In this documentary, Varanasi’s sari weavers talk about their craft and its present state of decline

“I used to weave saris. It didn’t pay well, so I took to driving a rickshaw.”

May 05, 2018 04:16 pm | Updated 04:16 pm IST

A still from Bunkar.

A still from Bunkar.

Somewhere in the middle of Bunkar: The Last of the Varanasi Weavers , filmmaker Satyaprakash Upadhyay asks erstwhile weaver Shyam Jiyavan if he still keeps his loom. He does, he says, but at home. Does he still use it? “No, I have dismantled and stored it carefully so that it stays safe,” he says.

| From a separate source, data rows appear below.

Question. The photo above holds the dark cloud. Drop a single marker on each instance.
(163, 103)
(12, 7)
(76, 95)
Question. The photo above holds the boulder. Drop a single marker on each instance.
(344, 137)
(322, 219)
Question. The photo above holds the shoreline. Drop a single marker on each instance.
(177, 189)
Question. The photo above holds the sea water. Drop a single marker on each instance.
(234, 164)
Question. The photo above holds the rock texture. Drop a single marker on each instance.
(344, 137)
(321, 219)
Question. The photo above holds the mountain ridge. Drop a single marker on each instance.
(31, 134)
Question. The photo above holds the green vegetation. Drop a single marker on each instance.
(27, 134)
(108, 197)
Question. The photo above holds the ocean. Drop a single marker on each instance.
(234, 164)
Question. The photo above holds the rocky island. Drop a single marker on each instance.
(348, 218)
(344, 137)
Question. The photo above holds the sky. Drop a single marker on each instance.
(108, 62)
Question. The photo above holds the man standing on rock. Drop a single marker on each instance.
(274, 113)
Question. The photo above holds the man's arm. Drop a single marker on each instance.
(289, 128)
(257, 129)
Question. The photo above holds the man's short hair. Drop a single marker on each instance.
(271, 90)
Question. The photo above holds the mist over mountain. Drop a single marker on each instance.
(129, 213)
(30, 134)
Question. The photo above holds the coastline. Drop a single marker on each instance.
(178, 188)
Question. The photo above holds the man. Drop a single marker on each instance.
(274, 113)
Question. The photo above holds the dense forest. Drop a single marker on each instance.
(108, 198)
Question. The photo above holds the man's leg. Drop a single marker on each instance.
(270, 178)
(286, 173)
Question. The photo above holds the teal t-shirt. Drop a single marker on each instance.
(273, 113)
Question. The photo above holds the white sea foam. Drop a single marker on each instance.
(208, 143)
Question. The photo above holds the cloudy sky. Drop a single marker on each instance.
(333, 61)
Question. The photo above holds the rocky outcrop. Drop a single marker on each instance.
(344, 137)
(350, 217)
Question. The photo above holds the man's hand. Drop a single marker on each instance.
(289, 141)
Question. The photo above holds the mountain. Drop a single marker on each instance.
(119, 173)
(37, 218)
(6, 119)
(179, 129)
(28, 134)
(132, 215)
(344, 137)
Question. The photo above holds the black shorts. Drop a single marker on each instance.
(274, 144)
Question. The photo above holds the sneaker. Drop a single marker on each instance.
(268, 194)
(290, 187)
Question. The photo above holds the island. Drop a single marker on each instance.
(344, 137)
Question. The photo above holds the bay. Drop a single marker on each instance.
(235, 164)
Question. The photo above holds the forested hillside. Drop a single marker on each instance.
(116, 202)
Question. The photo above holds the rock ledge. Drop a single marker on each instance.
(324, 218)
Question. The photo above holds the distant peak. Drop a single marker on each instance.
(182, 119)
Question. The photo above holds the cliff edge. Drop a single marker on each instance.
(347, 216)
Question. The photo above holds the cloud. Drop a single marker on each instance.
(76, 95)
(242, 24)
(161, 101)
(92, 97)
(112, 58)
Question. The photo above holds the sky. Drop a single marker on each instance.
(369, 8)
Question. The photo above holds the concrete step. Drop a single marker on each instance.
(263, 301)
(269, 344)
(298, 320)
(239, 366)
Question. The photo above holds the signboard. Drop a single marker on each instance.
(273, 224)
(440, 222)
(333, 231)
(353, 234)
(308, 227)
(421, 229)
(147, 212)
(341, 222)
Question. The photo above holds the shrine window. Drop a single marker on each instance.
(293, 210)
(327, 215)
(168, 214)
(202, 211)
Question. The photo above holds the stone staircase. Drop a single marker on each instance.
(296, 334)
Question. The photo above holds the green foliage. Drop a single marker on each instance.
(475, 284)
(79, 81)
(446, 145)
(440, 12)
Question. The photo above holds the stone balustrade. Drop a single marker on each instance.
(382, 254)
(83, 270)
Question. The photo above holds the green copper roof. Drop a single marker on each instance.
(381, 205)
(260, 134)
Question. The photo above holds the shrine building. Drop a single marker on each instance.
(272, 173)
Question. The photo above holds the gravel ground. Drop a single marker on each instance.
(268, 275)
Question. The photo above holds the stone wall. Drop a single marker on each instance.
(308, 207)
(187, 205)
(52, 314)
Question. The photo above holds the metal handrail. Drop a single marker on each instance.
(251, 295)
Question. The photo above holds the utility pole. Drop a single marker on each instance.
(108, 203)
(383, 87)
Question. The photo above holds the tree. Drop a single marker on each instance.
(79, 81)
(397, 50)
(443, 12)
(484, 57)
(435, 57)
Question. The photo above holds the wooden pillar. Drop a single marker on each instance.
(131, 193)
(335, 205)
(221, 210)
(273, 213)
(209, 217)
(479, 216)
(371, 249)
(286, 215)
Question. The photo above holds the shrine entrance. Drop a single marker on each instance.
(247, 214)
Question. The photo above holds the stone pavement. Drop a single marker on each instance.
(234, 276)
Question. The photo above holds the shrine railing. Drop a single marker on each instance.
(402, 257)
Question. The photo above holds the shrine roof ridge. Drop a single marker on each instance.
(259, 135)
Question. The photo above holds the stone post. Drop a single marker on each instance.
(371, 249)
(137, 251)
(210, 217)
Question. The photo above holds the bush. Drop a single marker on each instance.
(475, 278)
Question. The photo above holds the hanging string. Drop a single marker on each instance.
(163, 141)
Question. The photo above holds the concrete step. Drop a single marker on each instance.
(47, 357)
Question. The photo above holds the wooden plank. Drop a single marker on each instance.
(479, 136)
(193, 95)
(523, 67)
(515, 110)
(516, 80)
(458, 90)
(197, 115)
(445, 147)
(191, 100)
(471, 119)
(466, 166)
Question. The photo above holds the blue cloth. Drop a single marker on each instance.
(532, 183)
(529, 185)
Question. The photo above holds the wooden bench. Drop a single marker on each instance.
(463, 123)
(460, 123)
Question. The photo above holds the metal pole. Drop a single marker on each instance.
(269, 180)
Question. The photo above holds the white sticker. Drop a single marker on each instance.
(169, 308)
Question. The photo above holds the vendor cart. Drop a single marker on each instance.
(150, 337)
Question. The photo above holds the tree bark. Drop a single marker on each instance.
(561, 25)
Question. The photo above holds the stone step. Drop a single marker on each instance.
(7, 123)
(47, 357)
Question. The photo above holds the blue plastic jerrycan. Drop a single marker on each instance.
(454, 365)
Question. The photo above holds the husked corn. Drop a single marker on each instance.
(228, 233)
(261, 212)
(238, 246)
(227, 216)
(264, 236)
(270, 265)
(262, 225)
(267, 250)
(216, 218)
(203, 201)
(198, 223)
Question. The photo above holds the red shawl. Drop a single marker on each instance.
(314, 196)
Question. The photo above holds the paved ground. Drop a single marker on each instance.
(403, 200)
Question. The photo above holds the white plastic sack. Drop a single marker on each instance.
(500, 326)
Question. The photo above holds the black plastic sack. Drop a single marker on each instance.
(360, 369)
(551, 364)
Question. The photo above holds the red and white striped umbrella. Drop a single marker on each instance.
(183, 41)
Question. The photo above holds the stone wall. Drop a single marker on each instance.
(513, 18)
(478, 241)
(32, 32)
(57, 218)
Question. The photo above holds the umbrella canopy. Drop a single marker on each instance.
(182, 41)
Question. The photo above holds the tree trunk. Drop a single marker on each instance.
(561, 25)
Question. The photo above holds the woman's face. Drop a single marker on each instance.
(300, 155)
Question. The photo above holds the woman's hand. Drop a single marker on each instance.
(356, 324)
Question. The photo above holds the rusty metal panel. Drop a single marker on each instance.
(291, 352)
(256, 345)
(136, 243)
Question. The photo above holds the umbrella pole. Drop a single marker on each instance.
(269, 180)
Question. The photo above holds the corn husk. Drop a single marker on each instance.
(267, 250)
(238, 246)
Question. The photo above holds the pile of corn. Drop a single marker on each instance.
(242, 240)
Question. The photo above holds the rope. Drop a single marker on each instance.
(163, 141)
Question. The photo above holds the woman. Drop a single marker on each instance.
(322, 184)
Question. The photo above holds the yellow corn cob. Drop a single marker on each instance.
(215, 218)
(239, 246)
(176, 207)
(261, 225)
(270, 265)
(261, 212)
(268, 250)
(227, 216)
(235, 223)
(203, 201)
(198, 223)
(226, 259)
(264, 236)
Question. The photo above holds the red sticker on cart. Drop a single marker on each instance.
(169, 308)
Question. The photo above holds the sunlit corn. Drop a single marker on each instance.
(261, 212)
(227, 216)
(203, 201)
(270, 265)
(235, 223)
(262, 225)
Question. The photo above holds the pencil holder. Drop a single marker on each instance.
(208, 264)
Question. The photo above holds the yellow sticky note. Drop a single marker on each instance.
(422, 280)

Another former weaver, Naeem, talks to Upadhyay while sitting in his bright red-and-green autorickshaw. He sounds disgruntled: “I used to weave saris. It didn’t pay well, so I took to driving a rickshaw.”

No longer feasible

Several more of Naeem’s kind find a voice in Upadhyay’s debut documentary, where Varanasi sari weavers talk about their craft and its present state of decline. Most of them have been forced to abandon their profession because it is no longer feasible. Activists and revivalists, who are trying to help the artisans, plead their case.

Since the film is pegged on the weavers, it is a pity that it does not delve deeper into their personal narratives. We meet them late, some 13 minutes into the lengthy and sometimes repetitive 68 minute-long film. The film rides on its breathtaking visuals, capturing the vibrancy of the art form, from the rich hues of the saris to their delicate detailing, and Varanasi’s landscape of opposites, with its teeming life and rituals of death. Cinematographer Vijay Mishra’s artistry is somewhat marred by the relentless background music though.

Bunkar opens with a shot of the emerald-green Ganga and pans to Varanasi’s riverfront before it unexpectedly cuts to a CGI of the river — a voiceover that seems determined to exhaust all the metaphors related to weaving. Sample this: “I [Ganga] have watched the loom of time weave the past into the present.”

The film then segues into a sketchy history of the art form, lists the weaving styles, and then comes to the threat posed by the near-identical, mass-produced and significantly cheaper saris made on power looms. The threat has forced many craftsmen to take up other professions.

“I can’t blame one department or a particular association [for the decline], for the problem is vast,” says Upadhyay. “My aim is rather to inform people,” he adds.

And so the tone of his film remains equivocal and non-committal to the point that at times it contradicts itself. It does manage to make interesting juxtapositions — but that may have been accidental.

Disparities

Take, for instance, the documentary’s discussion on the government’s efforts to protect and preserve the art form by giving it a GI tag and a Handloom Mark. A weaver concedes that such initiatives have given a boost to his business. This is followed by a former weaver saying that only a handful of craftsmen who were awarded the government certification could benefit from it, and that the effort is hardly enough to combat the steady and overwhelming influx of power-loom products. The documentary does not dwell on this disparity.

Upadhyay’s film is an important discussion on the lives of the Varanasi sari weavers but its voice flounders. At the same time, it achieves more by way of solutions than similar documentaries, which do no more than simply acknowledge that a problem exists.

The Mumbai-based freelance journalist is obsessed with cinema and gender rights.